A industrialização inglesa aumentou a densidade da população e, também, do uso de energia. No início do século XIX, as principais fontes de energia eram madeira e feno. Ambas são difíceis de transportar e armazenar. “Imagine se todo o morador urbano precisasse, no seu dia-a-dia, de uma braçada de madeira para se aquecer e de um monte de feno para mover o seu Honda?”, brinca o autor. Por essa razão, a energia de biomassa acabou perdendo o lugar para o carvão no abastecimento de Londres.

“O carvão dominou o panorama da energia por um longo período, embora o seu uso tenha acabado com a saúde dos mineiros, tenha poluído o ar e a terra de onde era retirado”, narra Ausubel. Mas logo ficaram evidentes as vantagens dos combustíveis fluidos. Locomotivas podem ser movidas a carvão, mas como criar um sistema de abastecimento de carros à carvão? Começou a era do óleo, que tem mais capacidade energética do que o carvão, além de ser fluido, facilitando o seu transporte e armazenamento. Assim, em torno de 1950, os derivados de petróleo tomaram do carvão a liderança na geração de energia.

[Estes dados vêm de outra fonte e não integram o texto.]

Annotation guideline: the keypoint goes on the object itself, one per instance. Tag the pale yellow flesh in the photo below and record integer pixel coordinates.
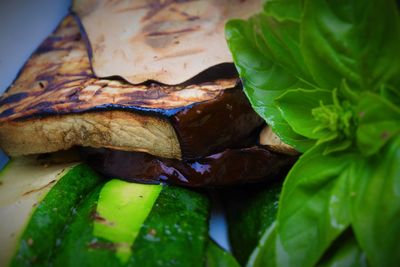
(24, 182)
(166, 41)
(113, 129)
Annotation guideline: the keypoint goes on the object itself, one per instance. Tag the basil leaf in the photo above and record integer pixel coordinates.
(264, 253)
(354, 40)
(344, 252)
(284, 10)
(315, 199)
(262, 79)
(296, 107)
(375, 205)
(379, 120)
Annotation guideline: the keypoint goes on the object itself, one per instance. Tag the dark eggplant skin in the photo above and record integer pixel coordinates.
(229, 167)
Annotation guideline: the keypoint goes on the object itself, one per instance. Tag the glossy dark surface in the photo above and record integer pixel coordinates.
(214, 125)
(232, 166)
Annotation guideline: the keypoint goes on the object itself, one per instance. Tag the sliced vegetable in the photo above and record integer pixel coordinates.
(174, 233)
(36, 202)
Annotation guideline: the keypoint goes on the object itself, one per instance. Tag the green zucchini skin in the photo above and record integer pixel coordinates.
(249, 212)
(218, 257)
(175, 233)
(52, 214)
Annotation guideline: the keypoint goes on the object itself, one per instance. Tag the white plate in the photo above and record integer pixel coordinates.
(23, 26)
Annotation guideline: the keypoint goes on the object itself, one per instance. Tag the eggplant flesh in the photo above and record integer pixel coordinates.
(229, 167)
(58, 99)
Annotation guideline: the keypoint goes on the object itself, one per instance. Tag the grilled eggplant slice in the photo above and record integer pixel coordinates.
(229, 167)
(166, 41)
(56, 103)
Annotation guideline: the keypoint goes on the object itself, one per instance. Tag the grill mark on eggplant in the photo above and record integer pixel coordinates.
(57, 82)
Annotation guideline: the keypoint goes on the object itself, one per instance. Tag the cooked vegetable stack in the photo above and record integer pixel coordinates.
(202, 132)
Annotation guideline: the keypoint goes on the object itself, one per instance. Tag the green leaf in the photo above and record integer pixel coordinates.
(264, 253)
(218, 257)
(262, 79)
(375, 205)
(355, 40)
(344, 252)
(379, 120)
(284, 9)
(315, 199)
(296, 106)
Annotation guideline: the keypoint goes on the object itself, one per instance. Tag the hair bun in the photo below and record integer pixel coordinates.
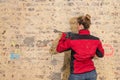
(87, 16)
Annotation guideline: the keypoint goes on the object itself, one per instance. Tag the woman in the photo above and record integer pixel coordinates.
(83, 48)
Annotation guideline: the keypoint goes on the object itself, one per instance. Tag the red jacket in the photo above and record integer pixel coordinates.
(83, 48)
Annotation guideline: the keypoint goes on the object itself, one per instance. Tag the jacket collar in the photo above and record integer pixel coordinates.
(84, 32)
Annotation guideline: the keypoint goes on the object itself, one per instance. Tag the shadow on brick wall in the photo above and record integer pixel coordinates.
(65, 70)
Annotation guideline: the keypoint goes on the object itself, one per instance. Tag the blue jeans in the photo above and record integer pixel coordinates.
(92, 75)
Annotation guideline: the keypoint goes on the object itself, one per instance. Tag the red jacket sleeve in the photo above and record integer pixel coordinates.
(63, 44)
(100, 50)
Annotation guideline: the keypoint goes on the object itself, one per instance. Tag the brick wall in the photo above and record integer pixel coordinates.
(28, 40)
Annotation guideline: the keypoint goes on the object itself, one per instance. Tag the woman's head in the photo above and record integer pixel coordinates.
(84, 22)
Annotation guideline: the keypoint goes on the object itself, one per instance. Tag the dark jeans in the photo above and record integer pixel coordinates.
(92, 75)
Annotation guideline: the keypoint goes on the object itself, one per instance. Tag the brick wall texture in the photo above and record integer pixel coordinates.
(28, 40)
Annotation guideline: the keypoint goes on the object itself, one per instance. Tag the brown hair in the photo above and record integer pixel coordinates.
(85, 21)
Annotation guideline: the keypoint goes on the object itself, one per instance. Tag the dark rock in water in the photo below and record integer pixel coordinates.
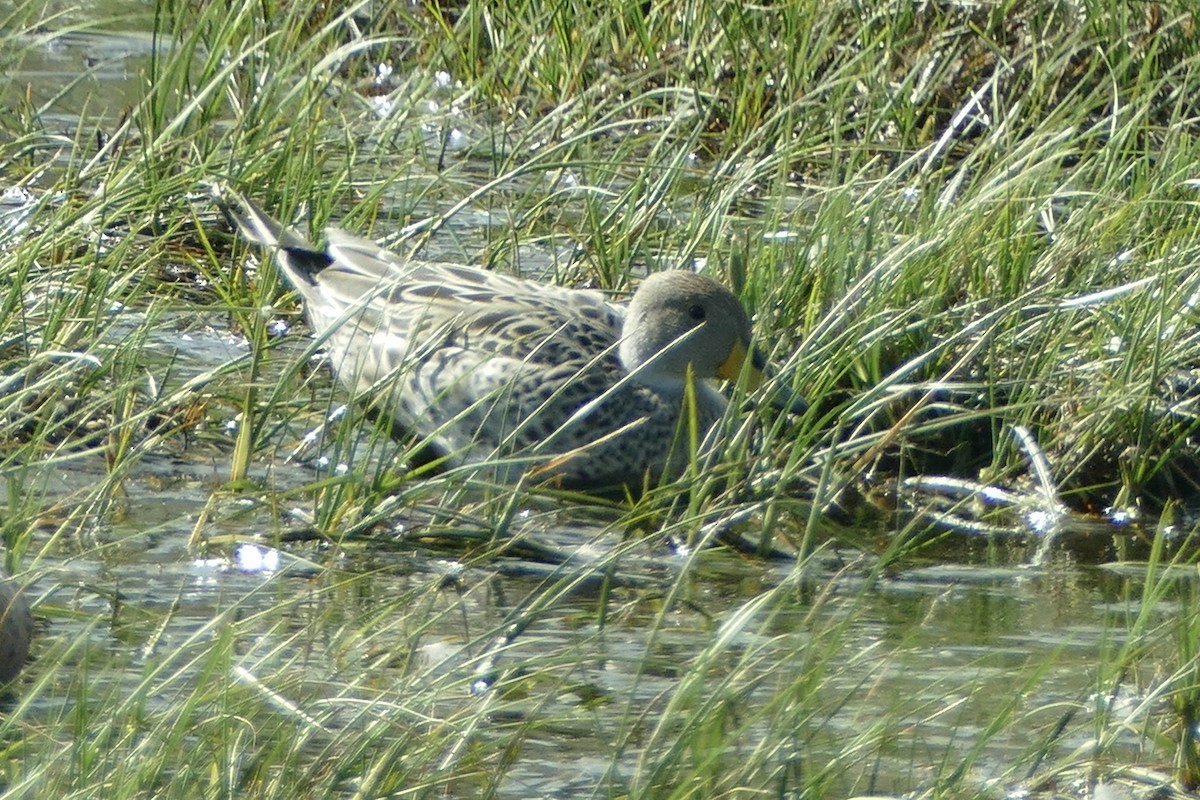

Mas em áreas urbanas densas, o ideal é um sistema de energia que possa ser usado de acordo com a demanda. Nesse caso, o gás natural e a energia elétrica são superiores aos derivados de petróleo. Ambos podem ser ligados e desligados, além de transportados discretamente por redes que atingem cada lar. Ambos são muito mais limpos do que o petróleo. Nos Estados Unidos, a energia elétrica já fornece cerca de 40% do total nacional. Nos próximos 30 anos, o caminho é aumentar ao máximo a eficiência do uso dessas duas fontes.

Mas para onde caminhamos? “Por 200 anos, a dieta energética do mundo se moveu na direção de favorecer átomos de hidrogênio sobre os de carbono, no nosso ensopado (stew) de hidrocarbono”, afirma Ausubel. “O carvão tem apenas um hidrogênio para cada átomo de carbono, óleo dois, e gás natural (metano), claro, é o CH4.

A parada final é o hidrogênio. Quando isso acontecer, ele se beneficiará da tecnologia de infra-estrutura desenvolvida para o gás, já que ambos são transportados de forma parecida. Será que chegaremos nesse estágio? Ele esbarra em grandes dificuldades, tanto do ponto de vista tecnológico quanto ético. Para tornar o hidrogênio amplamente acessível, a saída mais provável será a energia nuclear.

Mas mesmo com percalços, não é um mau sinal saber que, mesmo sem ter chegado ao nirvana do hidrogênio, a história mostra que, aos poucos, estamos nos livrando das fontes intensivas em carbono, as mais poluentes.

Aproveito para desejar um feliz 2007 para os leitores de O Eco. Que seja um ano em que aprendamos a desperdiçar menos, favorecer qualidade sobre quantidade; e que nele surjam grandes personalidades e idéias para tornar a vida melhor e o meio ambiente mais limpo.